On the roof of a building in the heart of the capital that houses the Italian Federation of Beekeepers (FAI), 15 beehives are abuzz with activity.

"This is an experimental urban hive that we are using to collect data of scientific interest, in order for example to devise a plant biodiversity map of Rome," FAI president Raffaele Cirone told AFP.

"However, we are also studying the adverse effects of being in the centre of a big city," added Cirone, who is looking for the harmful residue of fine particles PM10 and PM2.5, heavy metals and micro-plastics.

Instruments measuring the number of fine particles in the air are placed a few steps away from the rooftop hives.

Data taken from the instruments will be compared with the honey produced in the hives, which is periodically removed and analysed by the scientists.

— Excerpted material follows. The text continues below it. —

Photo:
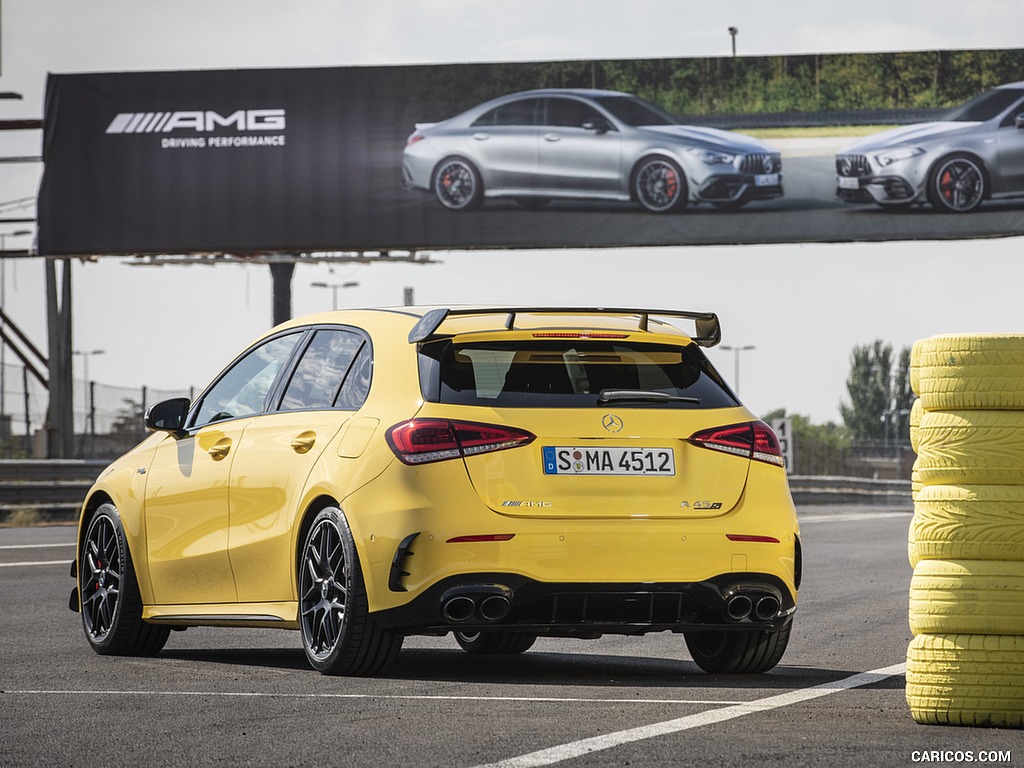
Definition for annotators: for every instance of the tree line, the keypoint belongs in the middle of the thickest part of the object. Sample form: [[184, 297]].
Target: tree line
[[825, 82], [876, 416]]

"The scientists will be able to better understand the movements of these particles, if and how much they rise from the ground and whether they settle," Cirone said.

In total around a dozen roofs in the centre of Rome house the hives, including one at the top of a Carabinieri building.

The aim is to move towards a larger colony of high rise helpers, Davide De Laurentis, deputy Commander of the force's forestry, environmental and agri-food unit, told AFP.

De Laurentis, who describes bees as "nature's sentinels", says that the initiative could be rolled out in other major Italian major cities that suffer from problems with pollution.